Cheerskep: If I may metacommunicate: I'm not sure what the aim of all this
is: to win minds and hearts to the non-noun side, to have invigorating and
vigorous discussions, to triumph over the naive. Or something else.
Whatever the aim, I DO understand that you discriminate between a verb and
an object or noun, which I, if not you, associate with each other. To me, it
is nonsense to affirm a verb and to simultaneously deny its product or
result or consequent. I understand that you do. I'm willing to leave it at
that.
I DO accept that it is our minds that do the acting and that words are an
agreed-on way of communicating something like what we mean to others. I
think that the "something like" is pretty similar when men are propelled
into outer space and return or when brain surgery is performed. You, of
course, are free to disagree.
Geoff C
From: [EMAIL PROTECTED]
Reply-To: [email protected]
To: [email protected]
Subject: Re: Connecting and "relationships"

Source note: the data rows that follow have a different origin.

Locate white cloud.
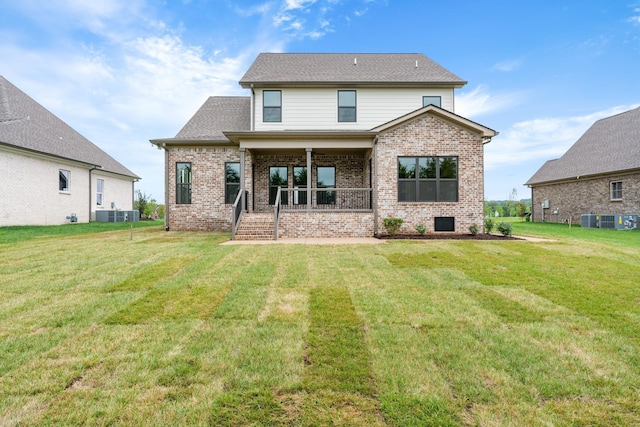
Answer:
[284,0,317,10]
[492,58,524,72]
[485,105,637,173]
[456,84,523,118]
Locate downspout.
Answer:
[249,83,256,131]
[305,148,313,211]
[88,165,102,222]
[371,135,378,237]
[162,144,170,231]
[240,148,247,210]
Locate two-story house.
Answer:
[151,53,497,238]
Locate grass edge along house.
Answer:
[151,53,497,239]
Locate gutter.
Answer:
[89,165,102,222]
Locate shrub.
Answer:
[382,218,404,236]
[498,222,511,236]
[469,223,478,236]
[484,217,493,234]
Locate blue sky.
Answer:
[0,0,640,201]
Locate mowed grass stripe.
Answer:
[105,250,242,324]
[106,256,195,292]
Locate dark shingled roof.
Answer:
[525,107,640,185]
[240,53,467,88]
[173,96,251,141]
[0,76,139,178]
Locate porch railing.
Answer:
[278,188,373,212]
[231,191,244,240]
[273,187,282,240]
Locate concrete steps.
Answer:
[235,212,273,240]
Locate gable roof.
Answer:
[372,104,498,138]
[525,107,640,185]
[151,96,251,146]
[0,76,140,179]
[240,53,467,88]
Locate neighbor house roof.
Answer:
[0,76,139,179]
[151,96,251,145]
[240,53,467,88]
[525,107,640,185]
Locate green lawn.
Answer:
[0,222,640,426]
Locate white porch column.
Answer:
[240,148,247,209]
[305,148,313,210]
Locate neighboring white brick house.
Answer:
[151,54,497,237]
[0,76,139,226]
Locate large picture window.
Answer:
[610,181,622,200]
[262,90,282,122]
[176,163,191,205]
[398,157,458,202]
[224,162,240,205]
[338,90,357,122]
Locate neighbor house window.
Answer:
[262,90,282,122]
[422,96,442,107]
[58,169,71,191]
[611,181,622,200]
[176,163,191,205]
[224,162,240,204]
[96,179,104,206]
[338,90,357,122]
[398,157,458,202]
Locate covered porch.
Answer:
[228,132,375,239]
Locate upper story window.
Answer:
[58,169,71,191]
[422,96,442,107]
[338,90,357,122]
[176,162,191,205]
[262,90,282,122]
[96,179,104,206]
[610,181,622,200]
[398,157,458,202]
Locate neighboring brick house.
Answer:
[0,76,139,226]
[525,108,640,224]
[151,53,497,238]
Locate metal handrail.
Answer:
[280,187,373,212]
[231,191,244,240]
[273,187,282,240]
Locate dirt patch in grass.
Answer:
[378,233,522,240]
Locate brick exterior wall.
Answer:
[166,114,484,237]
[377,114,484,233]
[165,147,251,231]
[531,173,640,224]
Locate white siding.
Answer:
[91,170,133,221]
[0,149,133,226]
[255,88,454,131]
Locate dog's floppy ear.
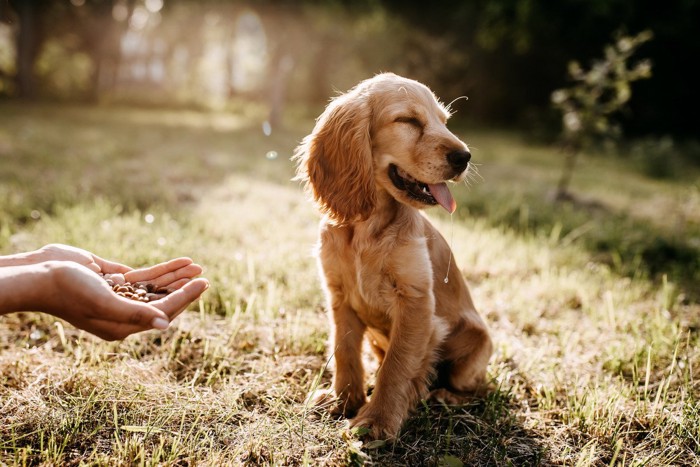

Date: Sun, 12 Oct 2008 15:42:13 EDT
Geoff writes:
> Cheerskep: Good luck on convincing many of us on the concept that minds
can
> operate to "associate" but that that does not mean that the product, in
> person's minds, of "associating" is not "associations".
> Geoff C
>
> Again-- my failure to be as clear as I could have been (though I did
suggest
I was aware I was keeping it unsatisfactorally brief.) Granted: we use the
word 'associations' in two different ways.
Try this: Distinguish between the act of associating and its "product", the
way you would distinguish between an author's act of writing and his
resultant
"writings". I infer you what you have in with the word 'product' is
indeed
an entity, albeit a notional one -- the notion subsequent to the act of
associating. Unfortunately for me, we are used to using 'association' both
ways.
Compare "She uses association to summon up her associations." to "She
uses
association to summon up her poetic imagery."
What we have in mind when we talk of the act of associating is not
identical
to its product. The first is an action, the second an object. The alleged
act
of "relating" is not identical to either of the allegedly "related"
objects.
Indeed, I'm going beyond that. I'm saying that the alleged act of
relating is
chimerical, just as the alleged acts of "referring to", "signifying",
"naming" (when imputed to the "name") and "meaning" are chimerical.
Not totally clear, but clearer maybe?